In other words, when we learn ourselves how difficult it is to translate into a foreign language, then this makes it easier to appreciate this difficulty. This is, for our school, a very powerful and compelling argument to have second language instruction.
Our instruction plays itself out in the following way twice a week (to illustrate how one can use the science of language instruction to inform curriculum and pedagogy).
Our children learn Fijian (if they are non-Fijian speakers) or Rotuman (if they are Fijian speakers). This means that the children are forced to cope with a language they are unfamiliar with.
They learn the language without textbooks and without doing much writing or grammar. The focus is instead on conversation and singing. The context of these conversations is mainly around food: both it's preparation, consumption and rituals around food, mainly because this is something that is universal.
Also we have found that as a social context it is surprising how much everyday vocabulary is required in order to have a conversation in the context of food. Phrases used are things like: our new students name is Ulrike and she comes from Denmark; please pass me two spoons; what does it taste like?; please sit to the left of Ropate; Luisa would you ask Mr Kumar if we can borrow the large bowel; does this taste too salty?; please bring along two bananas next week; and so on.
These are certainly phrases and words children are more likely to use than "My wife and I would like to get directions to the nearest light metro transport network to Marseilles".
Our approach is something similar to a language instruction approach called 'dogme' which emphasises a more natural approach to learning a second language that is closer to the way that we probably learned our own first language (i.e. without text books, or a set syllabus).

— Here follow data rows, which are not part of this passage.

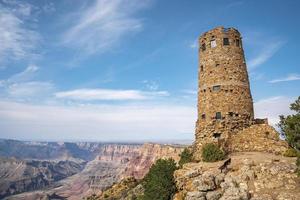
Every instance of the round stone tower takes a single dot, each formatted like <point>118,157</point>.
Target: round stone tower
<point>225,103</point>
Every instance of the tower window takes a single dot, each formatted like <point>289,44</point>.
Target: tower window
<point>203,47</point>
<point>225,41</point>
<point>226,30</point>
<point>217,135</point>
<point>216,88</point>
<point>218,115</point>
<point>213,43</point>
<point>237,42</point>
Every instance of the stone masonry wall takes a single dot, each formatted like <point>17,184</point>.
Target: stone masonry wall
<point>258,137</point>
<point>225,106</point>
<point>223,88</point>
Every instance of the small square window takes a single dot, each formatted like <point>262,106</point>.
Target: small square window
<point>203,47</point>
<point>237,42</point>
<point>201,68</point>
<point>225,41</point>
<point>213,43</point>
<point>216,88</point>
<point>218,115</point>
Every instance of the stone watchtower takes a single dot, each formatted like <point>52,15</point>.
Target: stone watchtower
<point>225,103</point>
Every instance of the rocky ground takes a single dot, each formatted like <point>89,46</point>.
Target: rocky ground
<point>249,176</point>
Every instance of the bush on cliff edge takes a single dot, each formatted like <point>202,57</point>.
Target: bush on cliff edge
<point>159,183</point>
<point>212,153</point>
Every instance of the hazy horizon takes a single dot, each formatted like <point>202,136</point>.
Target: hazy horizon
<point>127,70</point>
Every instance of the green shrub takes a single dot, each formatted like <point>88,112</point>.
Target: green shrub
<point>159,182</point>
<point>290,125</point>
<point>212,153</point>
<point>185,157</point>
<point>298,166</point>
<point>291,153</point>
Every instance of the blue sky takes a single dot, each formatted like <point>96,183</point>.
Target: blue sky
<point>126,70</point>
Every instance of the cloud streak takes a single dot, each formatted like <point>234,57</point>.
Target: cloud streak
<point>107,94</point>
<point>290,77</point>
<point>16,39</point>
<point>96,122</point>
<point>266,53</point>
<point>104,24</point>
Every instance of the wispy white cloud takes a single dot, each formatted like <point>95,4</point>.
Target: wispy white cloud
<point>25,75</point>
<point>17,40</point>
<point>151,85</point>
<point>104,24</point>
<point>273,107</point>
<point>290,77</point>
<point>30,89</point>
<point>265,54</point>
<point>22,85</point>
<point>97,122</point>
<point>107,94</point>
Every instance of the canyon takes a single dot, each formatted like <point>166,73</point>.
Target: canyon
<point>66,170</point>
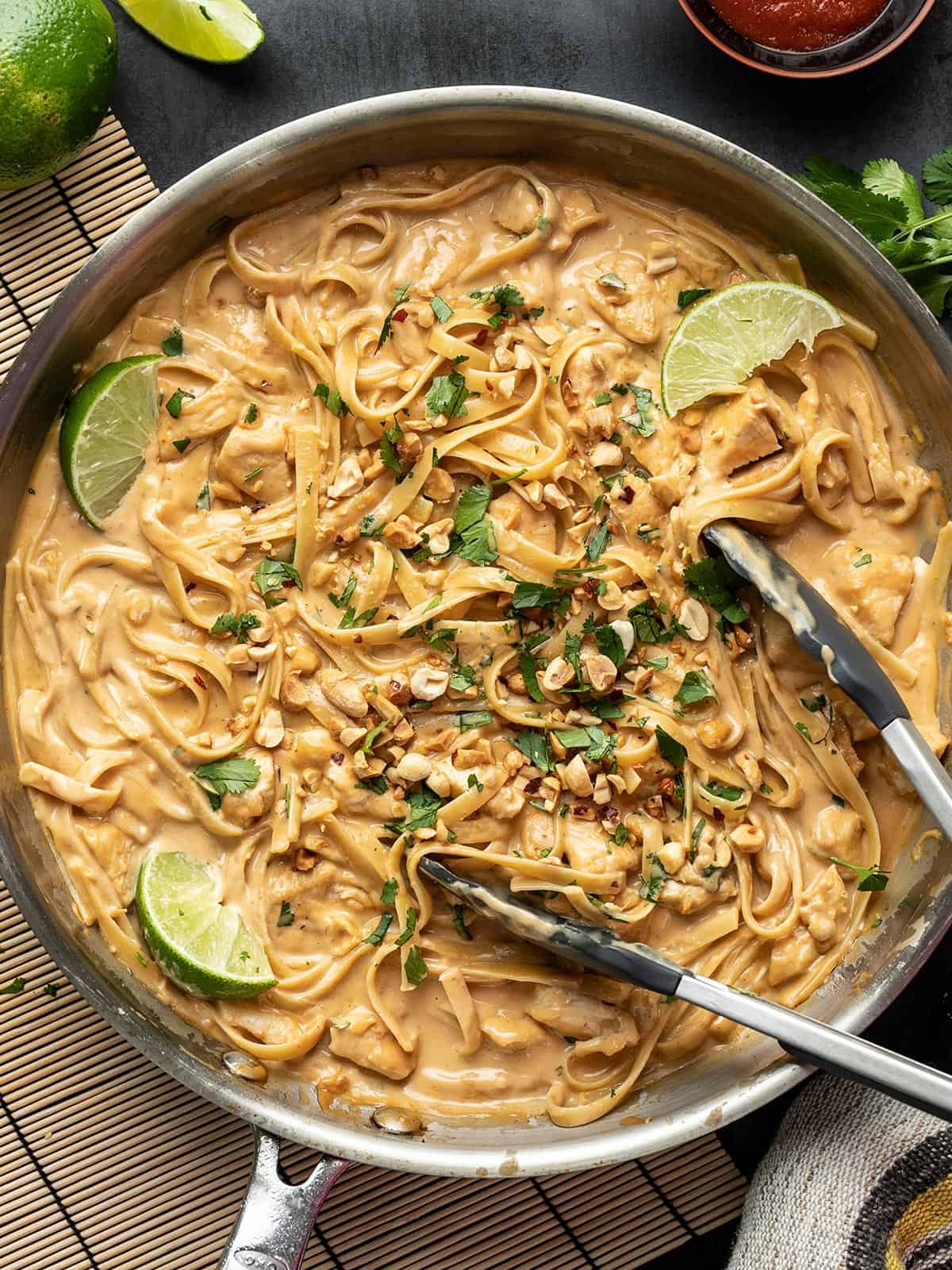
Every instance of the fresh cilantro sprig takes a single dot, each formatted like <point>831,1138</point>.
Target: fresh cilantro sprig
<point>505,295</point>
<point>886,205</point>
<point>400,295</point>
<point>474,537</point>
<point>869,876</point>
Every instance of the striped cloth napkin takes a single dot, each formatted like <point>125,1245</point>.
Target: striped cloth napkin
<point>854,1181</point>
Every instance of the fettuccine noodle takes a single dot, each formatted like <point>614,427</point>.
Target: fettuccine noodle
<point>418,543</point>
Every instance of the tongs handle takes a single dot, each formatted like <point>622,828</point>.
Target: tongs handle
<point>820,1045</point>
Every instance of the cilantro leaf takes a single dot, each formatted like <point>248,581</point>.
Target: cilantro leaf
<point>474,537</point>
<point>609,643</point>
<point>670,749</point>
<point>937,177</point>
<point>408,930</point>
<point>352,620</point>
<point>400,295</point>
<point>729,793</point>
<point>416,968</point>
<point>424,806</point>
<point>505,296</point>
<point>596,742</point>
<point>691,295</point>
<point>376,937</point>
<point>447,395</point>
<point>332,399</point>
<point>869,876</point>
<point>344,597</point>
<point>226,776</point>
<point>597,544</point>
<point>875,215</point>
<point>651,887</point>
<point>528,670</point>
<point>238,625</point>
<point>886,177</point>
<point>535,746</point>
<point>273,575</point>
<point>537,595</point>
<point>696,686</point>
<point>175,404</point>
<point>173,343</point>
<point>714,579</point>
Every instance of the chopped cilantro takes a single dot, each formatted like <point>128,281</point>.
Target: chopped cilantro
<point>173,343</point>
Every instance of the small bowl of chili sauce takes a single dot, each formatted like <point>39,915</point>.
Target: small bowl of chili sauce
<point>806,38</point>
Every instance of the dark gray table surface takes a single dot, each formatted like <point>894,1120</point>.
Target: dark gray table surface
<point>323,52</point>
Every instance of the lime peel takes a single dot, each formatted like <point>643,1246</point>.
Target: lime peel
<point>724,338</point>
<point>202,945</point>
<point>213,31</point>
<point>106,432</point>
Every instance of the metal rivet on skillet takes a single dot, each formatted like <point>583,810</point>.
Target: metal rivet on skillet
<point>397,1121</point>
<point>244,1066</point>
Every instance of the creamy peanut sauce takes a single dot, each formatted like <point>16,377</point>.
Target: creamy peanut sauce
<point>408,677</point>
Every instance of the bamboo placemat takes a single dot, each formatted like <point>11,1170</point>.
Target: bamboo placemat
<point>107,1162</point>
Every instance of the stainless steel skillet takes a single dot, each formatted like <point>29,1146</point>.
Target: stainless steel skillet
<point>628,145</point>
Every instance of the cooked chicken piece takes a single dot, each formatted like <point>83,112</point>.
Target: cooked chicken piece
<point>791,956</point>
<point>536,524</point>
<point>587,846</point>
<point>509,1029</point>
<point>873,584</point>
<point>251,806</point>
<point>631,309</point>
<point>740,431</point>
<point>838,832</point>
<point>245,450</point>
<point>517,209</point>
<point>823,903</point>
<point>574,1014</point>
<point>367,1043</point>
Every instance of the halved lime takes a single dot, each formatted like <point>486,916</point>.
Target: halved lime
<point>106,432</point>
<point>213,31</point>
<point>721,341</point>
<point>205,946</point>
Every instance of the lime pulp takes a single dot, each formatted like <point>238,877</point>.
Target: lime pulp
<point>106,432</point>
<point>205,946</point>
<point>724,338</point>
<point>213,31</point>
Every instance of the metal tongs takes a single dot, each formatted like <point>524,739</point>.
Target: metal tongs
<point>850,664</point>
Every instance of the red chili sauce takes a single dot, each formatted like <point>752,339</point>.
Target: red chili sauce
<point>799,25</point>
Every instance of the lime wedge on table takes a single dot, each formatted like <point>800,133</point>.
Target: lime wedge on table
<point>721,341</point>
<point>106,432</point>
<point>205,946</point>
<point>213,31</point>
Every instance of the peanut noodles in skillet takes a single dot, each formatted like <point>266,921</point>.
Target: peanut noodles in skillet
<point>416,550</point>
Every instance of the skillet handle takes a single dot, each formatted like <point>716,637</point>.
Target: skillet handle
<point>276,1221</point>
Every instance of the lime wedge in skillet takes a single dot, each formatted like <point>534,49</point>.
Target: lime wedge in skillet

This approach will not make fluent speakers out of our children. I would argue that unless a significant proportion of the school day is spent speaking the second language, no school actually achieves this.
Instead our children are forced to cope with the awkwardness of speaking in a foreign language. They struggle to express vocabulary, comprehension and even humour and irony. This in turn will make them more open and forgiving to the difficulties in translation that their future work colleagues or acquaintances will experience.
Despite the differences that we have with more traditional second language instruction, our original parents who were so insistent on language instruction, seem to be happy and pleased that we've not only incorporated second language instruction into our curriculum, but also that we have strong (scientific) reasons for doing it the way that we are.